Cartoon classic Tom and Jerry now come with a disclaimer at two popular sites. Both Amazon and iTunes warns that the shorts, made between 1940 to 1957, are racist.
This viewer discretion disclaimer is now on Amazon:
Tom & Jerry shorts may depict some ethnic and racial prejudices that were once commonplace in American society. Such depictions were wrong then and are wrong today. While the following does not represent the Warner Bros. view of today’s society, these cartoons are being presented as they were originally created, because to do otherwise would be the same as claiming that these prejudices never existed.
A similar warning also appears at iTunes.
Not surprisingly, some groups have called it political correctness gone amok.
“The story sounds too crazy to contemplate at first blush,” conservative site Hot Air wrote. “If you’re going to be putting parental warnings on video entertainment, cartoons which date back to before even I was born seem an unlikely place to start. It’s a cat chasing a mouse who generally makes a fool of him.”
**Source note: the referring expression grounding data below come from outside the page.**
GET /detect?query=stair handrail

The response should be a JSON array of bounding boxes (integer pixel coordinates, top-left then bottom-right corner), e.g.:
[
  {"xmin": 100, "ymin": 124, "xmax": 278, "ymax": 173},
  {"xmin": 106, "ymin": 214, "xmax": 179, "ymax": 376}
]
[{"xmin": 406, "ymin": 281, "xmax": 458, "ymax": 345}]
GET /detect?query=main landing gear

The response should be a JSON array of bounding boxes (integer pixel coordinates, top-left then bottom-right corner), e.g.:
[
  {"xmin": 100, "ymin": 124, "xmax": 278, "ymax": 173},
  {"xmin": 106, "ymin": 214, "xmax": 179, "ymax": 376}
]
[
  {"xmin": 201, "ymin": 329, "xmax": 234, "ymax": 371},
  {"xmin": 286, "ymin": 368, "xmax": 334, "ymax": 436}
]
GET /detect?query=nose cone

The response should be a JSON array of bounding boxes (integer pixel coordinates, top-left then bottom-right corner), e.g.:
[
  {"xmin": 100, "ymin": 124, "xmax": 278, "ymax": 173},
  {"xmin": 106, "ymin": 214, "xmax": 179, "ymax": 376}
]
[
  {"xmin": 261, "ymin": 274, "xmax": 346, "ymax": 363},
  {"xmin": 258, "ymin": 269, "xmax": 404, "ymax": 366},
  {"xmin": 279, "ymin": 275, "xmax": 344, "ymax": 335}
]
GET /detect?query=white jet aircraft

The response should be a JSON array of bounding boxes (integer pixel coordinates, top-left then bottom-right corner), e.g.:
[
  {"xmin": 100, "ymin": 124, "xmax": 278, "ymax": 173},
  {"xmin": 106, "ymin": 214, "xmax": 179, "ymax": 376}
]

Yet, while Hot Air may well be right about the basic plot, even one of the show’s creatives admitted that the depictions of an African-American woman in the shoe was, in fact, racist.
“Now the mammy in Tom and Jerry was an outright racist cartoon character. [She] had the typical negro voice and served as a foil for the two animal characters,” Jack Zander, who helped draw the cartoons admitted. “Showing just her feet and lower body kept us from worrying about her face and making her another ‘character’ to give personality to.”
Despite the racial overtones, Whoopi Goldberg thinks that the warning is enough and that future generations should still be allowed to enjoy the cartoons, albeit with a little bit of contextualization, especially since while Tom and Jerry was racist in their portrayal, the cartoons actually afforded a rare opportunity for an African-American actor.
Mammy Two-Shoes was voiced by Lillian Randolph, a pioneering African-American actress who was one of the first to work in cartoons, although the role was uncredited.